Sacrifice zones

I’ve spent the last year deeply immersed in the climate movement. I call it the climate movement because it’s got a different flavor than the environmental movement. There’s an underlying understanding, though certainly not agreement among people I’m working with, that capitalism and all its baggage are at the root of the climate crisis. Different than the environmental movement, which has always seemed to have tunnel vision or perhaps you could call it “forest trail vision,” focusing on the trees, the birds, the clear air, the great outdoors…  But not the people.I make this distinction, because many involved in the current climate movement have come to it from the environmental movement. On my more compassionate days, I have more patience for those who are still learning the difference between the two — that it’s much more than urgency. But on days like today, I my patience is replaced with words “sacrifice zones” running through my head, like a mantra that’s equal parts tear-inducing and zapping me to speak up.

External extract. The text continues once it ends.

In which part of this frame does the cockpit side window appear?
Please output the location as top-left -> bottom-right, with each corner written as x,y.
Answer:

Why sacrifice zones?  Here in the United States, we are among the most privileged people on this planet. Our country and our corporations, because of our economic system, has much control over the livelihoods of people all over this planet. In turn, our country and corporations, make decisions that sacrifice people and livelihoods. That looks like farmers in India who can’t water their crops because their groundwater has been sucked dry by Nestle; it looks like children who are sent to work in sweatshops in Bangladesh to earn money for their families that can no longer afford to live on their farm lands and were forced to move to the city; kids in the US who live by mega-polluters and get asthma at an early age.

Our economic system and policies sacrifice people. So when we, as white liberals, sit around and debate whether a policy that would sacrifice some people, is worth supporting because it could help solve the climate crisis, it makes my stomach stir. And it lights a fire in my belly because so many of the people in my life – the do-gooder well-meaning people, just don’t get the power and privilege they have. I remind myself that my hard work is to keep pushing these conversations, even if it makes people feel uncomfortable.